Fraudulence and adolescent vacuity

Malodorous mass murderer

Effrontery, writes Dalrymple,

has made strides as a key to success in life. Ordinary people employ it routinely. There are consultants in effrontery training who not only commit it but teach others how to commit it, and charge large sums.

There was a time when

self-praise was regarded as no praise, rather the reverse; now it is a prerequisite for advancement.

The consultants in effrontery, Dalrymple notes, speak in pure cliché, practically contentless, but with a force of conviction that, if you discounted what they say, you might think they were people

of profound insight with a vocation for imparting it to others.

When he catches glimpses of US television evangelists, Dalrymple is full of wonder as to how

anyone could look at or listen to them without immediately perceiving their fraudulence.

The fraudulence is so obvious that it is like

a physical characteristic, such as height or weight or colour of hair, or an emanation,

like body malodour, such as that of Che Guevara. How, asks Dalrymple,

could people fail to perceive it?

From Germany, hope for insomniacs

The federal foreign minister, Frank-Walter Steinmeier

Zzz zzz zzz… Verbal anæsthesia: the federal foreign minister, Frank-Walter Steinmeier, delivers an address that is well-timed (coming shortly after the British voted to leave the European Union), and in duration no longer than about an hour-and-a-half, concerning the glories of the European Union. Zzz zzz zzz…

Zzz zzz zzz zzz…

Picking up a copy of the Paris daily the Monde, which he describes as the French equivalent of the Times of New York, though

still rather more interesting,

Dalrymple comes across an article by the Bundesminister des Auswärtigen, Frank-Walter Steinmeier. To read it, Dalrymple says,

is to enter a world of grey thought, evasive cliché, Soviet-style slogans, verbal anæsthesia. I think you could put almost anyone to sleep by reading it aloud to him.

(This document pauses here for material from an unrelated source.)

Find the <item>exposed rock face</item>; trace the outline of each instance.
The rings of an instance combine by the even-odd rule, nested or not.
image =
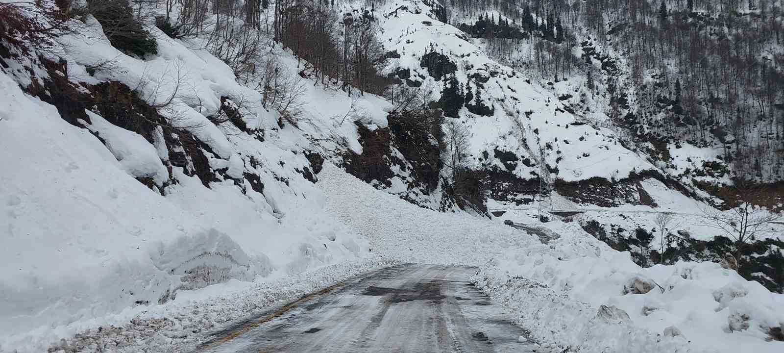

Steinmeier’s remarks are intended to be

a stirring call to readers, like de Gaulle’s radio broadcast from London.

There are passages such as this:

We are committed to making Europe better. This is the direction taken by the proposals put forward by Jean-Marc Ayrault [the Ministre des Affaires étrangères et du Développement international] and myself. We have ideas on improved internal and external security, an active migration policy and a policy for growth and employment. We look forward to receiving lots of constructive ideas. A better, more flexible EU will respect differing views on the further progress of Europe and will allow for different speeds, without excluding anyone or leaving anyone behind. Instead of arguing about what the ultimate goal of European integration should be, we should work towards tangible results. It is only by working together that we will make progress. That is why it is so important for us to consult each other in the group of 27, to listen carefully to each other, and then take joint action.

Hergestellt in Detmold, Deutschland

Hergestellt in Detmold, Deutschland

Zzzz zzz zzz zzz… Dalrymple comments:

I do not know Mr Steinmeier and have no animus against him. He is probably a perfectly decent man, as politicians go. What intrigues me is whether his article corresponds to any thoughts that actually ran through his head. If they did, one can only pity him: how boring it must be to be Mr Steinmeier.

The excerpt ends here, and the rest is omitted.